100%MEDIA : Comment faites-vous interagir presse locale et moyens digitaux (y compris search, social, influence, etc...) pour vos clients ?
 
D.C : Longtemps on a imaginé qu’on pouvait adresser l’ensemble de la population de manière uniforme. Le renouveau du local nous amène au constat de l’hétérogénéité des médias d’une région à une autre. De même, les implantations ou les ventes de nos clients ne sont pas non plus homogènes partout en France. Et enfin on mesure également dans nos études une diversité de profils d’individus en fonction de leur localisation.

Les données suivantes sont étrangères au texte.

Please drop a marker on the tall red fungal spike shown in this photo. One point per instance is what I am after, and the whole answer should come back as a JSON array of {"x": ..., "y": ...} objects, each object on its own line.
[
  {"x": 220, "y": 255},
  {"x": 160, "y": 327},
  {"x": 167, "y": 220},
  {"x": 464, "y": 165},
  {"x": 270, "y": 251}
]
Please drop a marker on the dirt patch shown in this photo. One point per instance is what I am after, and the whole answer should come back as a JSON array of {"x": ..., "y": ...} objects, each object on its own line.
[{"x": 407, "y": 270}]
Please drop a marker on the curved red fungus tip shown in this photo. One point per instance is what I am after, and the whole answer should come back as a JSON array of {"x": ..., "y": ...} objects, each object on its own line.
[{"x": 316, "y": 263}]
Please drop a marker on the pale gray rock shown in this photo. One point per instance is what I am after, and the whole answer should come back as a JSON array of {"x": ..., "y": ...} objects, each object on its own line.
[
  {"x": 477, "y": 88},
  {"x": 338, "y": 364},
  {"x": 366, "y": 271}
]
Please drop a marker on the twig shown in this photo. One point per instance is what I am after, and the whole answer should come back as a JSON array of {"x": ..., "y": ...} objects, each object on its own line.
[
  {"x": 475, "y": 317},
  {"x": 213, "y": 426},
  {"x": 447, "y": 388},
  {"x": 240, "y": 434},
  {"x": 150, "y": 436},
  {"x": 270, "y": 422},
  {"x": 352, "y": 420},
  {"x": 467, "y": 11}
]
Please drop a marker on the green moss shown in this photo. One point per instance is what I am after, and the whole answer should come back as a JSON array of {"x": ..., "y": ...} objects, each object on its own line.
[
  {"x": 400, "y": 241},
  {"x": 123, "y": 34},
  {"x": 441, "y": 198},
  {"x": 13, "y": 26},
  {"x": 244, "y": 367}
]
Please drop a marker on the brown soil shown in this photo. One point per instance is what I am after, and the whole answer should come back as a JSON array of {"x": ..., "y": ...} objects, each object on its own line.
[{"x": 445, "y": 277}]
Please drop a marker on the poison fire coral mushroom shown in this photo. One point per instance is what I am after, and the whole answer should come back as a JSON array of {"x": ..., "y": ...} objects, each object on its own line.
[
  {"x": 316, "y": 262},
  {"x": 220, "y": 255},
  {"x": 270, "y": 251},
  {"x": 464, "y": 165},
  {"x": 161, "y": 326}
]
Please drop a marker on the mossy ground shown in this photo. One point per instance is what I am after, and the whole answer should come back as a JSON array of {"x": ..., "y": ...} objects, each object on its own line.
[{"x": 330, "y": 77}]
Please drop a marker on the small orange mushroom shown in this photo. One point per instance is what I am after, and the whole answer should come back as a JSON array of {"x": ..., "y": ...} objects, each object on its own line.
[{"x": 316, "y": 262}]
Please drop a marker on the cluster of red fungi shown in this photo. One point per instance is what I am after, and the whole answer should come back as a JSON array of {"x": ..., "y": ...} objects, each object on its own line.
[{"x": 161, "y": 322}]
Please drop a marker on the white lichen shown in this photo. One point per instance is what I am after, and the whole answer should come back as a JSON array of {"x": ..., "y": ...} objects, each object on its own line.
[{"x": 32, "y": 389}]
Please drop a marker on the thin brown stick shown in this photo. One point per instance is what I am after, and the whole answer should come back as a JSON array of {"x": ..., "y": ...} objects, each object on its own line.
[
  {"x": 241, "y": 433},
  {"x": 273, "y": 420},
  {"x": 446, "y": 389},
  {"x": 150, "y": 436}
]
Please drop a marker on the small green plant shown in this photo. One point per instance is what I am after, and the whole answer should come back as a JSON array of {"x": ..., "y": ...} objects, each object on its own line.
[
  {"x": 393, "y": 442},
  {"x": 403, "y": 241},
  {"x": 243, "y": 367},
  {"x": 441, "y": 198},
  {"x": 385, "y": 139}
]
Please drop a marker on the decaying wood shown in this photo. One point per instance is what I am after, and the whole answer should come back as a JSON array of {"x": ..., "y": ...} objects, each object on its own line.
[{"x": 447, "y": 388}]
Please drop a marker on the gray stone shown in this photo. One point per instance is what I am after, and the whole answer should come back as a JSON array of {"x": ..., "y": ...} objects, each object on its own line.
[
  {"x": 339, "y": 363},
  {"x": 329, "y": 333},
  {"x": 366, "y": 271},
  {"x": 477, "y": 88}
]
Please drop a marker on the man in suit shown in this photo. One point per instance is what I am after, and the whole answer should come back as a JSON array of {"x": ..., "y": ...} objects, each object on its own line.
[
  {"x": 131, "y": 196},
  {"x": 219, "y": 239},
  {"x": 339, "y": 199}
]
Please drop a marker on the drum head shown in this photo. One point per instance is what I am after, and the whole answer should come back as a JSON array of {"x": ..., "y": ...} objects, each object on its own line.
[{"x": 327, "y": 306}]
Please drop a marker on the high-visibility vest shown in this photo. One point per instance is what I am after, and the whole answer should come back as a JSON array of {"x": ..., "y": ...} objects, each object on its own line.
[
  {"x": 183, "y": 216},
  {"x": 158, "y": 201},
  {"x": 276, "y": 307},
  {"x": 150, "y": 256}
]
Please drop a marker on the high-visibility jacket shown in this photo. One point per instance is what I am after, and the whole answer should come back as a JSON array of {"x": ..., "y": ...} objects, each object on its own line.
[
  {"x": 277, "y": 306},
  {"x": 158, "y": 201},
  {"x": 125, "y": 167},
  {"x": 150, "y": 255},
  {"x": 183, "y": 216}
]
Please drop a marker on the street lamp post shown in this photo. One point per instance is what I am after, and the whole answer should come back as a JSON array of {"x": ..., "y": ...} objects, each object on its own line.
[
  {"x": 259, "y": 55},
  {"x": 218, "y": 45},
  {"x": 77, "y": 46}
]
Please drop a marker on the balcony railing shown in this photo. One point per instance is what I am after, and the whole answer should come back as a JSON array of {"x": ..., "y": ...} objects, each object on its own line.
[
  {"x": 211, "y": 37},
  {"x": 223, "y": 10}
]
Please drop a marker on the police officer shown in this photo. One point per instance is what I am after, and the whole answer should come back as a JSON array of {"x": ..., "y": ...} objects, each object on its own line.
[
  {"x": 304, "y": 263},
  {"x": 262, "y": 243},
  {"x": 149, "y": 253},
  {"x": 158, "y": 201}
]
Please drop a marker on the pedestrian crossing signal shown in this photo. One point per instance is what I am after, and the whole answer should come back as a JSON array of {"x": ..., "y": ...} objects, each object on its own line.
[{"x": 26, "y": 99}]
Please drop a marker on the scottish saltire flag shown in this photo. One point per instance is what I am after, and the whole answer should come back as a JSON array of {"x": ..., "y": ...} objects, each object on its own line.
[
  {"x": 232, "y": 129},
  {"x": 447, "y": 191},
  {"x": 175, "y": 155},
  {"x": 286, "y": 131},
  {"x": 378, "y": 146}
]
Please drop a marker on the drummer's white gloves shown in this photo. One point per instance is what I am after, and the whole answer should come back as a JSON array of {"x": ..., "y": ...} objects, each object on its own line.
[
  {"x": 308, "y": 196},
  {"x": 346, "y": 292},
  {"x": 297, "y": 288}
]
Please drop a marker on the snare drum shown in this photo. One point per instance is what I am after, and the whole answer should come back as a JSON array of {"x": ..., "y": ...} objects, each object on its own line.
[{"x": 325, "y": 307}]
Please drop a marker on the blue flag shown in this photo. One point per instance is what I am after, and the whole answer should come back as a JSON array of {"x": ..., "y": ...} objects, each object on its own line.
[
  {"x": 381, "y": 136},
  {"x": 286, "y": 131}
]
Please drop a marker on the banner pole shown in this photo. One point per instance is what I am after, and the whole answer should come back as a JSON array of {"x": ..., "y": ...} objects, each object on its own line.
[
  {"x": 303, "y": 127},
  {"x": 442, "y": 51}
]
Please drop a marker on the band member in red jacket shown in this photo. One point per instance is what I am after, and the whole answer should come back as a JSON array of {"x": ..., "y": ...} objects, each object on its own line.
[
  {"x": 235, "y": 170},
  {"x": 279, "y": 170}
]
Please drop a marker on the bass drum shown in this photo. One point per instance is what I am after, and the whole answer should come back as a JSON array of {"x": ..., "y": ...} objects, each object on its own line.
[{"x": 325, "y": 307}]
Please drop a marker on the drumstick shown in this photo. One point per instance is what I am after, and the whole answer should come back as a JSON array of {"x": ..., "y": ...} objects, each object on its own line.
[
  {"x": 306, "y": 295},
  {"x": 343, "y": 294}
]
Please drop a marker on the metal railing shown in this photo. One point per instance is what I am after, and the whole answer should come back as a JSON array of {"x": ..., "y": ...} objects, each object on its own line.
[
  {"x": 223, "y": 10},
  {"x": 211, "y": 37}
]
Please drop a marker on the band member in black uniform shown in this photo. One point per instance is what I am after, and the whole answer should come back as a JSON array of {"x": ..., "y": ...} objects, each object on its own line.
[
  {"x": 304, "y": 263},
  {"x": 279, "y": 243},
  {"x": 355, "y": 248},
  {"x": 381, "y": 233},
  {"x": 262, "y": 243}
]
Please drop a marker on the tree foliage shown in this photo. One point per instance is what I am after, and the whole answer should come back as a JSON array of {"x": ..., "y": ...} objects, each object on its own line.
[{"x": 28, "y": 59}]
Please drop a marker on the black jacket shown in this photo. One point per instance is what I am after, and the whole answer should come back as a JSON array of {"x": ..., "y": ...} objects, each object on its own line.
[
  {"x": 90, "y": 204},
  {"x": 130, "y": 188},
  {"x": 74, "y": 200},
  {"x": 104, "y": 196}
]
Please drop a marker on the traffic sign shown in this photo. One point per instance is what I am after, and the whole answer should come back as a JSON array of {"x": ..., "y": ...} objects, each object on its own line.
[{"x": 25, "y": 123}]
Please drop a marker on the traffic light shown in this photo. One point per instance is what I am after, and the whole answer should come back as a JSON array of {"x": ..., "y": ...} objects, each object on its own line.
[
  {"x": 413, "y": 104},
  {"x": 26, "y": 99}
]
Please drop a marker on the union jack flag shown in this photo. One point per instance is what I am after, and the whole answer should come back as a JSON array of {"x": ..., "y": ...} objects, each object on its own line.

Chez CoSpirit MediaTrack, nous nous attachons, en fonction des cibles, des marques et des media, à construire le meilleur mix entre local, multi local et national. Nous considérons qu’il n’y a pas une stratégie unique, mais une stratégie adaptée aux territoires, et qui combine les moyens, qu’ils soient nationaux, locaux, offline ou digitaux.
 
 
B.R : Comme je le disais, le local dépasse les supports. L’important ce sont les contenus, qu’ils soient audio, vidéo ou écrits. Toute la production d’information quotidienne de la PQR est déclinée dans tous les formats. De fait, ce qui polarise et attire les Français ce sont bien les contenus ; les jeunes générations ne sont pas moins en phase avec les valeurs du local, au contraire elles les revendiquent beaucoup, mais leur information passe davantage par le mobile et la vidéo. Chez les actifs, l’internet et les podcasts sont des éléments d’une panoplie d’information plus adaptée au rythme quotidien. L’expertise de nos éditeurs ce sont les contenus ; la nôtre chez 366, c’est l’organisation des points de contact sur tous les canaux.